We are also analyzing habitat data from these field locations, and using this information, in combination with niche models, to identify priority habitat for potential reintroduction of this species in the Rouge Valley.
This is an MSc project for my student Victoria Nowell. It is funded by the Environment Canada’s Interdepartmental Recovery Fund, the Ontario Ministry of Natural Resources, with additional student support from NSERC and Carleton University.
Highbush blackberries, Rubus section Canadenses et al.
Rubus is a taxonomic disaster. The blackberries (subgenus Eubatus) present a special problem. This group combines apomixis (clonal seed production), hybridization, and polyploidy. The result is incredible morphological variation that appears to be segregated among discrete species at the local level, but forms complex gradients across the continent.
The taxonomic response to Rubus has varied from excessive lumping, reducing the blackberries to less than 10 species in northeastern North America; to exuberant splitting, with several hundred named species. Neither approach is realistic, but the challenges posed by this group have precluded a better treatment so far.
The first phase of my work is collecting representative samples of highbush blackberries from across the northeast. I am using a combination of DNA fingerprinting (AFLPs and microsatellites) and morphometrics to complete a first-pass at sorting these plants into discrete groups. Once that’s done, I will be able to follow up with more detailed work to assess hybridization, polyploidy and reticulate evolution among species (or microspecies, as the case may be).
This project was funded by an AAFC Agriflex grant.
Small-fruited cranberries, Vaccinium oxycoccos
The small-fruited cranberry, Vaccinium oxycoccos, is a circumboreal species found in northern peatlands. The diploid cytotype can hybridize with the commercial large-fruited cranberry (Vaccinium macrocarpon), and may be a valuable resource for future breeding efforts. There are also polyploid cytotypes of Vaccinium oxycoccos. Botanists in Europe and northern North America have recognized the diploids as a species distinct from the polyploids, V. microcarpum, but the recent Flora of North America treatment of the group lumped all the cytotypes together as a single species.
I am interested in recent European work that shows that there is indeed a distinct morphological difference between diploid and polyploid plants.

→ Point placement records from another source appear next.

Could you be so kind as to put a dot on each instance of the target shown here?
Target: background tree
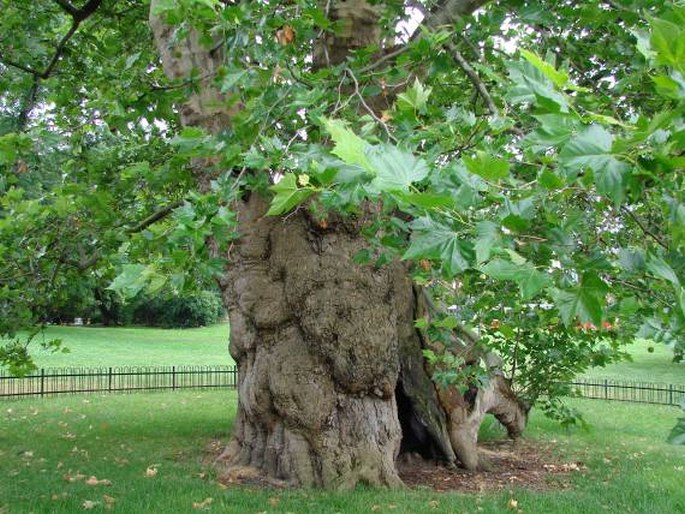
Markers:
(514, 157)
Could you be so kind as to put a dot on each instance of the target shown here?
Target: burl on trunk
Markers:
(332, 381)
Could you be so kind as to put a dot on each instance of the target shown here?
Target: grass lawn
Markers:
(647, 366)
(50, 448)
(139, 346)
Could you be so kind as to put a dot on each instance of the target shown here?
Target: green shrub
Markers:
(188, 310)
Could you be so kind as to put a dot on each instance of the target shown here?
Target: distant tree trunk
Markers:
(332, 380)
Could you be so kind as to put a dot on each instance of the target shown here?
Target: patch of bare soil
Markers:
(520, 464)
(526, 464)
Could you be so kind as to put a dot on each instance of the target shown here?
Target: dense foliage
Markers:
(528, 160)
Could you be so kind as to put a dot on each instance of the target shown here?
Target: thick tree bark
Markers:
(332, 382)
(316, 339)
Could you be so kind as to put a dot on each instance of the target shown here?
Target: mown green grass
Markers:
(651, 362)
(628, 466)
(135, 346)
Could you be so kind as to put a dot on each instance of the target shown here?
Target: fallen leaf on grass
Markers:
(151, 471)
(94, 481)
(204, 504)
(109, 501)
(89, 504)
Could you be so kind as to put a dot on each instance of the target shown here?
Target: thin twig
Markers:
(473, 77)
(155, 217)
(644, 229)
(366, 106)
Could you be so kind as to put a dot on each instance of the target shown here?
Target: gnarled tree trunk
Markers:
(332, 380)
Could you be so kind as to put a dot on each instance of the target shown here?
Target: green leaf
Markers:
(133, 278)
(427, 200)
(668, 42)
(533, 87)
(415, 98)
(660, 268)
(554, 130)
(288, 195)
(486, 166)
(592, 149)
(584, 302)
(396, 169)
(348, 146)
(487, 236)
(431, 240)
(559, 78)
(529, 279)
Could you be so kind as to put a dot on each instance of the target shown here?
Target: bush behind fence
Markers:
(54, 381)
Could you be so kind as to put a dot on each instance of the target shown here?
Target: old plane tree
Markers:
(363, 180)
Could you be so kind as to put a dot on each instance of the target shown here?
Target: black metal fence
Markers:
(54, 381)
(638, 392)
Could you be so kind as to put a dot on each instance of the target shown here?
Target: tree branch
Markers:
(451, 11)
(78, 16)
(66, 6)
(473, 77)
(155, 217)
(20, 67)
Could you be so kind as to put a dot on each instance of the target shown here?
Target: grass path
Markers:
(124, 346)
(50, 448)
(651, 362)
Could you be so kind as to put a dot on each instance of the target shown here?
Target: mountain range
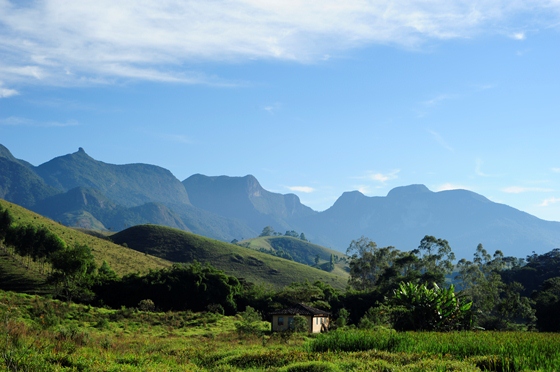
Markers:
(80, 191)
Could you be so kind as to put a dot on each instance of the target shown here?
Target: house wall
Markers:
(314, 323)
(317, 323)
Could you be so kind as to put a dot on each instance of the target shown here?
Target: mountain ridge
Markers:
(227, 208)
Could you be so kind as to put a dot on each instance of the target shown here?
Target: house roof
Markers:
(301, 309)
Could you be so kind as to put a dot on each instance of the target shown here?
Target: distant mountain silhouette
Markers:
(408, 213)
(19, 183)
(127, 185)
(78, 190)
(244, 199)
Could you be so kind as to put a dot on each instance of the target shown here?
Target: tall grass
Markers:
(513, 351)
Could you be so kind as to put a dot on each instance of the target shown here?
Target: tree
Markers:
(419, 307)
(6, 221)
(267, 231)
(547, 306)
(73, 270)
(370, 265)
(249, 323)
(300, 324)
(331, 263)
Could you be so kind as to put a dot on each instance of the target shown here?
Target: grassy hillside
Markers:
(179, 246)
(122, 260)
(299, 251)
(44, 335)
(302, 251)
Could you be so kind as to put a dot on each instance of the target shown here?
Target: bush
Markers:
(146, 305)
(250, 323)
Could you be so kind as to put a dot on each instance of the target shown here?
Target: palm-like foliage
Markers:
(419, 307)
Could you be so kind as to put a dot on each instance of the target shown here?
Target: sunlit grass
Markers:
(46, 335)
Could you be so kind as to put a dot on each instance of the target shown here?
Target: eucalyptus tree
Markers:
(435, 259)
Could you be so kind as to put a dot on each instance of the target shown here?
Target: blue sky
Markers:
(311, 97)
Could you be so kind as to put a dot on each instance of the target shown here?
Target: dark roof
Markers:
(301, 309)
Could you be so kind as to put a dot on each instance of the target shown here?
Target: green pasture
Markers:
(38, 334)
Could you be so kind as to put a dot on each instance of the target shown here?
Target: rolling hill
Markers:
(78, 190)
(180, 246)
(122, 260)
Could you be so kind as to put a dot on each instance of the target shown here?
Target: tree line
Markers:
(421, 289)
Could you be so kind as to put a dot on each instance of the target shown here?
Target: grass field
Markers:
(121, 259)
(38, 334)
(257, 267)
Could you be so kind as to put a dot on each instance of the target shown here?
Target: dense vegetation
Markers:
(391, 293)
(252, 266)
(38, 334)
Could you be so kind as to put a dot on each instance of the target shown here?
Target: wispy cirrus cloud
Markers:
(19, 121)
(518, 36)
(381, 177)
(479, 172)
(451, 186)
(7, 92)
(521, 189)
(98, 41)
(304, 189)
(180, 138)
(273, 108)
(549, 201)
(439, 139)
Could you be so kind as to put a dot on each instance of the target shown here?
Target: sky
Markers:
(314, 98)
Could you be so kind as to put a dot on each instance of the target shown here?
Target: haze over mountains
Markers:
(78, 190)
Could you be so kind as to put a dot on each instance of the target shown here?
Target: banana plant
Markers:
(419, 307)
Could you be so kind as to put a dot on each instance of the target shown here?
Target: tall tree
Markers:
(73, 270)
(436, 259)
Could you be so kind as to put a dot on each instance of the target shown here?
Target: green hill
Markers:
(14, 275)
(301, 251)
(257, 267)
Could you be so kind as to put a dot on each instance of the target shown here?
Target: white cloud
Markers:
(436, 100)
(271, 109)
(5, 92)
(520, 189)
(439, 139)
(304, 189)
(19, 121)
(549, 201)
(177, 138)
(91, 41)
(383, 177)
(479, 172)
(451, 186)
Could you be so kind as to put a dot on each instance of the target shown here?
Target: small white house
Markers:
(317, 319)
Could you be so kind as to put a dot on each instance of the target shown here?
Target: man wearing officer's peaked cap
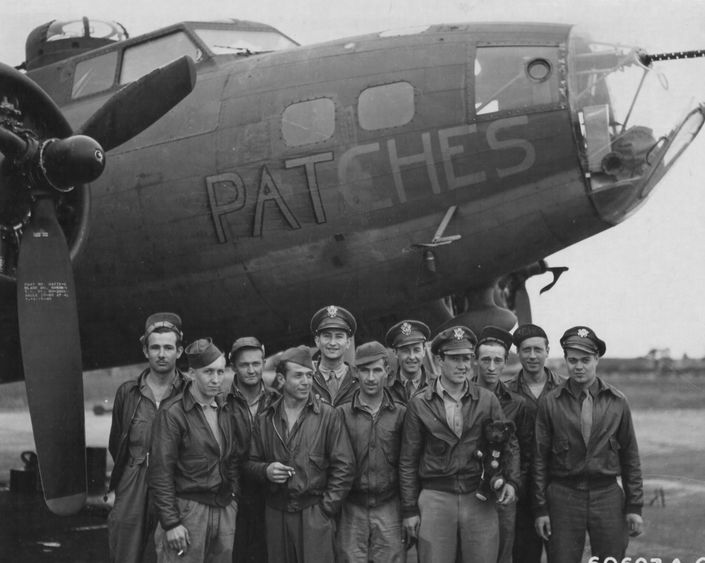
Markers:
(585, 441)
(333, 328)
(408, 339)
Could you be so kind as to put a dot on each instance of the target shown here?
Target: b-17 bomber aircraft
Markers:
(249, 181)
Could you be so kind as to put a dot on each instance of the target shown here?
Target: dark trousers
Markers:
(250, 536)
(299, 537)
(599, 512)
(528, 545)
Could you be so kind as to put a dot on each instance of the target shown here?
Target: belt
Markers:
(220, 498)
(585, 483)
(365, 498)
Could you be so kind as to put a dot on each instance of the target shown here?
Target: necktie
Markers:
(333, 385)
(409, 386)
(586, 417)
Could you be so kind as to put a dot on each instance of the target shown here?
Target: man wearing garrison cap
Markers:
(533, 381)
(438, 470)
(370, 523)
(301, 448)
(195, 463)
(492, 352)
(408, 339)
(584, 441)
(248, 397)
(333, 329)
(132, 521)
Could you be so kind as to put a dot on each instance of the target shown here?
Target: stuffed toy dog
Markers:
(491, 453)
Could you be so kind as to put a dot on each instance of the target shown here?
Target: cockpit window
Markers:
(388, 105)
(515, 78)
(94, 75)
(312, 121)
(145, 57)
(243, 42)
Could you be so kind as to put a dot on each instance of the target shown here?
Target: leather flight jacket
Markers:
(348, 385)
(432, 455)
(376, 442)
(561, 455)
(319, 450)
(186, 460)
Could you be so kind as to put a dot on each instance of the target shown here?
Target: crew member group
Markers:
(371, 454)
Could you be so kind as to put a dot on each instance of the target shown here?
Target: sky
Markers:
(636, 284)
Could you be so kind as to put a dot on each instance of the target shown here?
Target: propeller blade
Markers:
(522, 305)
(51, 357)
(139, 104)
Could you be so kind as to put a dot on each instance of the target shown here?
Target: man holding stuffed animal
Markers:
(492, 351)
(439, 472)
(584, 441)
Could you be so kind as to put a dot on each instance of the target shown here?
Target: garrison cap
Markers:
(245, 342)
(202, 353)
(584, 339)
(370, 352)
(454, 340)
(333, 317)
(300, 355)
(172, 321)
(407, 332)
(495, 335)
(527, 331)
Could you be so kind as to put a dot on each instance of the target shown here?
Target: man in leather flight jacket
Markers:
(370, 523)
(438, 470)
(584, 441)
(301, 448)
(195, 466)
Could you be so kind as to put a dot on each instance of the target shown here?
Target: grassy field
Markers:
(668, 417)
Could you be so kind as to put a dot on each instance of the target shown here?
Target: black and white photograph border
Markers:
(636, 283)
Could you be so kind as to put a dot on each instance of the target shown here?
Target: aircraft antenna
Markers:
(647, 59)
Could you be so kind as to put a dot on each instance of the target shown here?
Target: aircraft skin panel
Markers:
(212, 213)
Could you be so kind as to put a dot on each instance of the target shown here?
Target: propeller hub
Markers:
(75, 160)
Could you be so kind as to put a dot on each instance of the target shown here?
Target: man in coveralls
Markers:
(132, 521)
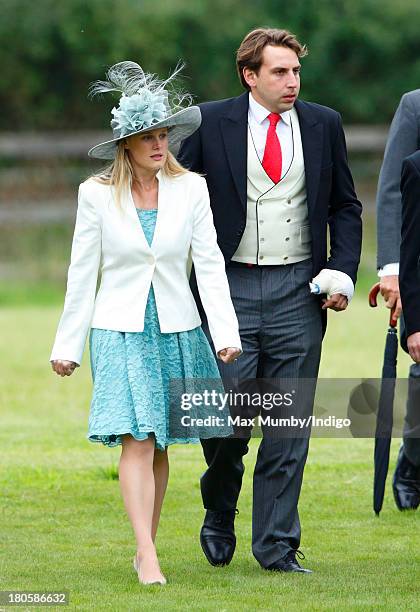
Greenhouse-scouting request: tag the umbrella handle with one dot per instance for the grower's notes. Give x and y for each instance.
(373, 294)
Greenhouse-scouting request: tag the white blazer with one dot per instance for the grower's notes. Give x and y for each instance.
(111, 240)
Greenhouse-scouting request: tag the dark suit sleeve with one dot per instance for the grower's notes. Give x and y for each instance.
(344, 212)
(403, 140)
(190, 153)
(410, 247)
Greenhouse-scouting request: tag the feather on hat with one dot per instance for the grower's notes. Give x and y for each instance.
(146, 103)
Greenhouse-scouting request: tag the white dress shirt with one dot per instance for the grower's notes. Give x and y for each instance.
(258, 124)
(331, 280)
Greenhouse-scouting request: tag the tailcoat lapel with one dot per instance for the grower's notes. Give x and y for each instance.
(234, 128)
(312, 134)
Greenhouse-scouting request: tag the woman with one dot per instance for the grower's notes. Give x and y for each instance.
(144, 336)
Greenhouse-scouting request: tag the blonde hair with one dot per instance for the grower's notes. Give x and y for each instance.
(120, 172)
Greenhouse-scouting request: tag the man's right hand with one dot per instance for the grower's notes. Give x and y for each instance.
(62, 367)
(390, 291)
(413, 345)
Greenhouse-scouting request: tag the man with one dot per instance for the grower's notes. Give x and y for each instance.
(277, 174)
(403, 140)
(407, 480)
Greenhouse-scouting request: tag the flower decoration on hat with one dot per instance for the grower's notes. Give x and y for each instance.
(145, 99)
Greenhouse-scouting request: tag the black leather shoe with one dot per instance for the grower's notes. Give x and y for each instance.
(406, 483)
(217, 536)
(289, 563)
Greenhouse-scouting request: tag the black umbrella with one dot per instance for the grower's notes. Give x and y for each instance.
(384, 419)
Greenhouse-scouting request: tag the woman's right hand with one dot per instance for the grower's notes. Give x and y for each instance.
(63, 367)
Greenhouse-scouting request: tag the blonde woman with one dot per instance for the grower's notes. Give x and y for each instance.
(137, 223)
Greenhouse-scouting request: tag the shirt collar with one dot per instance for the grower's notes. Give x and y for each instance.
(260, 113)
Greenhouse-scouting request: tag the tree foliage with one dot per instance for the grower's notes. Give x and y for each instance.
(363, 54)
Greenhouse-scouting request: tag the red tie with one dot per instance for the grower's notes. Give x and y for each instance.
(272, 159)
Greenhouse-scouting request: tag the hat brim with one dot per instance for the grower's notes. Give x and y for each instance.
(180, 125)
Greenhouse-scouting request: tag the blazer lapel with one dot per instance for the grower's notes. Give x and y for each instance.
(312, 134)
(234, 128)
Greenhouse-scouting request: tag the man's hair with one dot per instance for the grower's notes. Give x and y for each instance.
(249, 54)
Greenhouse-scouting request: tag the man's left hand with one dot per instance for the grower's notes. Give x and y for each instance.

If this holds for North American plants, it will support recognizing the diploids as a distinct species. In the process of evaluating this hypothesis, I am building genotype, morphometric, and flow cytometry data sets. These tools will allow me to further explore the genetic relationship between diploid and polyploid V. oxycoccos, the clonal structure of their populations, and their evolutionary connection to V. macrocarpon.
This project was funded by an AAFC Agriflex grant.
Environmental Geometry and Emergent Properties of Ecological Communities
My post-doctoral research was an investigation of spatial aspects of plant community structure. Specifically, I was looking at how the spatial arrangement of the landscape influenced community richness and diversity, and how well our existing statistical tools performed in assessing these parameters.
Species limits and niche evolution in Carex section Porocystis
For my dissertation research, I examined the relationship between taxonomic diversity and ecological diversity in Carex section Porocystis. This involved conducting field surveys for globally rare species, resolving species boundaries, and assessing niche divergence.
In service of this project, I assessed the taxonomic issues with AFLP genotypes, restriction fragments (CAPS), and morphometrics. For the ecological issues, I combined ecological niche modeling (Maxent) with multivariate analysis of field data.